Terkena dampak dari sapuan cakar singa bertaring panjang, Zen Kagendra yang tidak meredam serangan singa bertaring panjang segera terlempar ke belakang dan menabrak hancur beberapa pohon.

“Braaakkk...”

“Braaakkk...”

“Braaakkk...”

Suara pohon yang roboh tertembus oleh tubuh Zen Kagendra.

Meski tubuh pendekar berbobot beberapa puluh kilo saja, tapi ketika tubuhnya sudah pada Alam Prajurit, tubuh seorang pendekar akan sangat padat dan keras tidak kalah dari beberapa batu.

Apalagi tubuh Zen Kagendra juga di latih oleh 9 Dinding Tubuh Permata dan saat berkultivasi energi emas Naga Api Emas juga ikut merekonstruksi tubuhnya, jadi akan sangat wajar bahwa tubuhnya lebih kuat dan keras dari kebanyakan pendekar pada tingkat yang sama.

Zen Kagendra yang telah terlempar oleh serangan cakar singa bertaring panjang dan menabrak hancur tiga pohon, telah tergeletak di tanah dan mencoba untuk berdiri.

Tidak hanya tubuhnya tersapu beberapa puluh meter oleh cakar singa betaring panjang, pada tangan kiri Zen Kagendra juga terdapat luka potongan sepanjang 50 sampai 60 cm dengan dalamnya luka antara 2 sampai 3 cm.

Tubuh Zen Kagendra bersimbah darah yang mengalir dari luka di lengan kirinya, tapi tidak hanya Zen Kagendra yang mengalami kerugian pada serangan barusan,

“Aaaaarrreeeerrr...... Arreeeer.... Aarreeer..”

Singa bertaring panjang yang menyapu Zen Kagendra menggeram kesakitan, sebelum Zen Kagendra terlempat oleh sapuan cakar, dia sempat melemparkan satu pisau pendek ke arah mata kiri singa, dan karena singa tidak mengelak, pisau itu sukses menancap penuh di mata kiri singa.

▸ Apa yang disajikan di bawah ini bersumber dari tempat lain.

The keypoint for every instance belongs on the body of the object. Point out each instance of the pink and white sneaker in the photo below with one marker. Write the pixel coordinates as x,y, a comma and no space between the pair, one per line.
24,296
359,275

Zen Kagendra yang sebelumnya mencoba untuk berdiri akhirnya berdiri, meski tubuhnya sedikit terhuyung – huyung dan rambutnya berantakan, tangan kananya masih erat menggenggam pedang dan tatapan matanya semakin tajam pada kedua singa bertaring tajam yang masih hidup.

Sementara itu Kembang Laras sedikit cemas ketika melihat kondisi Zen Kagendra, dia berlari ke arah Zen Kagendra karena tidak bisa menahan rasa cemasnya.

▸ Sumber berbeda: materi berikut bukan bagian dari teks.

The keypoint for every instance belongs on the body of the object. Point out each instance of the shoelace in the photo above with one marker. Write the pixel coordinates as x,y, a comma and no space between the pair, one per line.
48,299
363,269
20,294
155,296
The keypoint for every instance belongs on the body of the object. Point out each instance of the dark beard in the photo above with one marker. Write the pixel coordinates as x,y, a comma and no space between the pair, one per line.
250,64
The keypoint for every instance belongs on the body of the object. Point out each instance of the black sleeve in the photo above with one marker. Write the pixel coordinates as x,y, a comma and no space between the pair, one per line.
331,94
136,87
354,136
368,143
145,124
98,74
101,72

Menyadari Kembang Laras berlari ke arahnya, Zen Kagendra berbicara dingin dan matanya masih menatap tajam pada kedua singa,

“Jangan mendekat, tetaplah fokus”

Kembang Laras yang berlari ke arahnya langsung berhenti, dia terdiam sebentar lalu mengangguk.

Ketika Kembang Laras berhenti berlari ke arahnya, Zen Kagendra tersenyum dan mulai menyerang ke depan menggunakan teknik Bayangan Hantu, kecepatanya sangat cepat hanya butuh sekjap dan dia sudah mengarahkan tebasan pedangnya pada singa bertaring panjang.

“Diiinng..”

“Diiinng..”

“Diinng..”

Zen Kagendra langsung mengirimkan tiga tebasan pedang pada kepala singa betaring tajam satu mata, dia menargetkan telinga dan mata singa, meskipun mata dan telinga adalah kelemahan umum untuk semua mahkluk hidup, tapi untuk binatang setan Alam Panglima tahap akhir serangan yang tidak tepat mengenai kelemahanya, itu hanya akan menggores sekeliling bagian kelemahanya.

Sementara Zen Kagendra masih menggunakan teknik Bayangan Hantu dengan kecepatan maksimal, singa mata satu juga berusaha keras untuk menghindar, singa itu mengelak ke sana kemari dan mengkolaborasikan cakarnya untuk menangkis serangan pedang yang datang ke arahnya.

Tapi bagaimana bisa salah satu singa bertaring tajam lainya diam saja melihat singa mata satu di serang beruntun oleh Zen Kagendra, singa bertaring tajam lainya juga menyerang Zen Kagendra yang terlihat fokus menyerang singa mata satu.

Memang terlihat seolah Zen Kagendra fokus hanya menyerang singa mata satu, tapi dia juga terus memperhatikan gerakan singa lainya.



Jadi ketika singa lain melakukan gerakan untuk menerkamnya dengan gigitan, Zen Kagendra sedikit tersenyum, dia melompat ke arah kepala singa mata satu untuk menghindari serangan gigitan singa lain.

Ketika Zen Kagendra melihat kepala singa lain yang mencoba menggigitnya sejajar dengan tubuhnya, dia menggunakan kepala singa mata satu sebagai pijak dan berbalik menendang kepala singa lain.

“Baaannng”, suara tendangan yang mengakibatkan kepala singa bertaring panjang menoleh ke arah ke arah Kembang Laras sambil mulutnya terbuka.

Ketika mulur singa terbuka dan mencoba menggeram karena rasa sakit, ada dua bola abu - abu yang tiba – tiba terbang masuk ke dalam mulut singa.